The History of AI I've discussed is entirely from the perspective of data. I want to emphasize that 'since the rule-based era, the relationship between people and data has been indispensable', and the role of humans in data will become even more crucial in the future.
In Conclusion
Why is an LLM like ChatGPT such a hot topic? Personally, I think it might be one of the only cases where both research and world impact (a paradigm shift) have occurred simultaneously. The research impact signifies a technical paradigm shift, while the world impact refers to an event that everyone in the world can feel. Post the advent of deep learning, the biggest research impacts in natural language processing have been 'Word2Vec,' 'Transformer (Attention),' and 'Reinforcement Learning from Human Feedback (RLHF).' Word2Vec revolutionized the knowledge representation system of language. The Transformer turned over the technology of CNN and RNN with Attention, and RLHF shifted the paradigm from a probability-based generation method to a reinforcement learning-based generation method. This RLHF is the technology applied in ChatGPT.
As for world impact, if I were to pick three, they would be IBM Watson, AlphaGo, and ChatGPT. IBM Watson was the first AI to win a quiz show, AlphaGo is known for winning against Lee Sedol 9 Dan in Go, and ChatGPT has surpassed 100 million monthly users. Thus, ChatGPT is particularly significant because it brings both research and world impacts together.
The core of ChatGPT is Human feedback data, quality data. The key competence for AI companies in the future will be whether they have secured quality data. When conducting AI business in companies, it will be crucial to consider whether they have a structure to easily secure data and, further, whether they have a process to create quality data.

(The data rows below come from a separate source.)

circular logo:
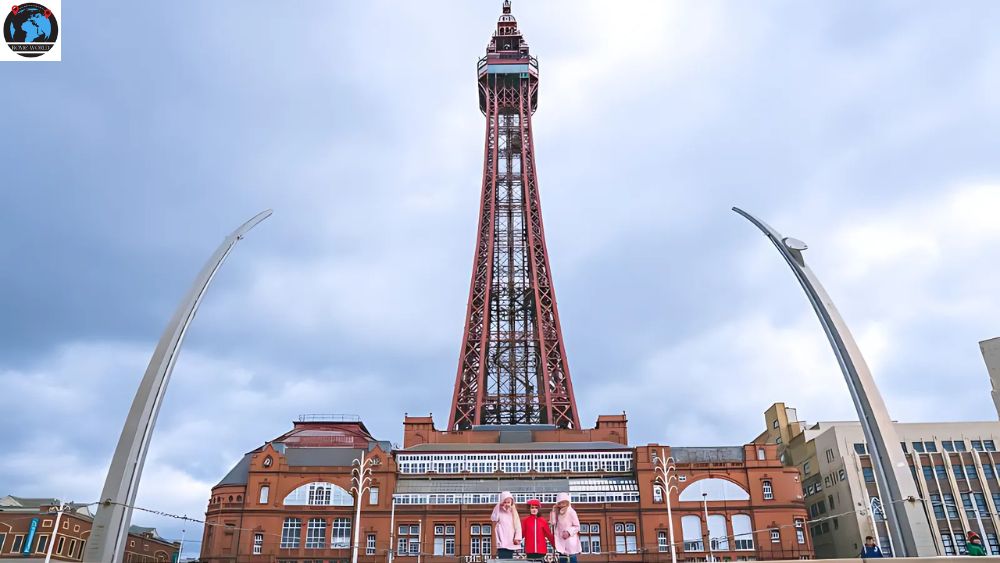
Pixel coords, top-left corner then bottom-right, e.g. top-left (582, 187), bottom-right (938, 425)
top-left (3, 2), bottom-right (59, 57)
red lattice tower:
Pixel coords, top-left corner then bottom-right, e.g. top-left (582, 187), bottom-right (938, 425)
top-left (448, 0), bottom-right (580, 430)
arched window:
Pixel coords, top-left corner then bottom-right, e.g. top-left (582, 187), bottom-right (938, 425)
top-left (733, 514), bottom-right (753, 551)
top-left (284, 481), bottom-right (354, 506)
top-left (681, 516), bottom-right (705, 551)
top-left (680, 477), bottom-right (750, 502)
top-left (708, 514), bottom-right (729, 551)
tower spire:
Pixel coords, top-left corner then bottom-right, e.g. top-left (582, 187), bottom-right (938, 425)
top-left (448, 0), bottom-right (580, 430)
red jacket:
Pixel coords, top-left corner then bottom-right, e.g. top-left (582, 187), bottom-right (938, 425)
top-left (521, 516), bottom-right (556, 555)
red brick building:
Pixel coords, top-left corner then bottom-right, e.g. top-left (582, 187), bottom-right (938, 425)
top-left (0, 496), bottom-right (180, 563)
top-left (201, 415), bottom-right (813, 563)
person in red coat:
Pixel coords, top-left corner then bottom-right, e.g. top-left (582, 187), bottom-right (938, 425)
top-left (521, 499), bottom-right (556, 559)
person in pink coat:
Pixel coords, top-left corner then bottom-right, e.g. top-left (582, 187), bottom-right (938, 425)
top-left (490, 491), bottom-right (521, 559)
top-left (549, 493), bottom-right (582, 563)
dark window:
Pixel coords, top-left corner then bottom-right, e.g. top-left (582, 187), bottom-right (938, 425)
top-left (944, 493), bottom-right (958, 518)
top-left (931, 493), bottom-right (944, 520)
top-left (972, 493), bottom-right (990, 516)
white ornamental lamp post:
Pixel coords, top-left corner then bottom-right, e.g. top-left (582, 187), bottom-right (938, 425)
top-left (351, 450), bottom-right (374, 563)
top-left (653, 448), bottom-right (678, 563)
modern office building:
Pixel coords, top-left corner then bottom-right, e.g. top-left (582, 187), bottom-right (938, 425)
top-left (754, 403), bottom-right (1000, 558)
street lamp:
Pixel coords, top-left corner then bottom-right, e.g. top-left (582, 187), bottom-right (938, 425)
top-left (653, 448), bottom-right (678, 563)
top-left (701, 493), bottom-right (715, 561)
top-left (385, 494), bottom-right (396, 563)
top-left (351, 450), bottom-right (374, 563)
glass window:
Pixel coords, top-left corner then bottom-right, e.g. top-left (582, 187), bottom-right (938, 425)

With the influence of ChatGPT, I believe various new revenue models will emerge, with subscription-based AI business models coming to the forefront. An important point here is that I believe we are entering an era of subscribing to models rather than data. Sharing data can be burdensome for companies because good data gives a competitive edge and various policies like personal information issues must be considered, which is why I anticipate an era of AIaaS (AI as a Service), where good data is created and shared as models. Advertising paradigms will also change. Beyond direct and indirect advertising, we might enter an era where money is made through generated advertising.
Ultimately, securing a Data team in a company will become a competitive edge. Not only excelling in both models and data but also balancing and harmonizing these two will be key for companies to survive. The emergence of new revenue models, clear direction, and new job categories all point to Data being at the center of the AI era. Just as we moved from the SW 1.0 paradigm of 'Code in SW out' to the SW 2.0 era of 'Data in SW out.' I hope this article is helpful to many, and I will conclude by emphasizing the core of this piece: DATA! DATA! DATA!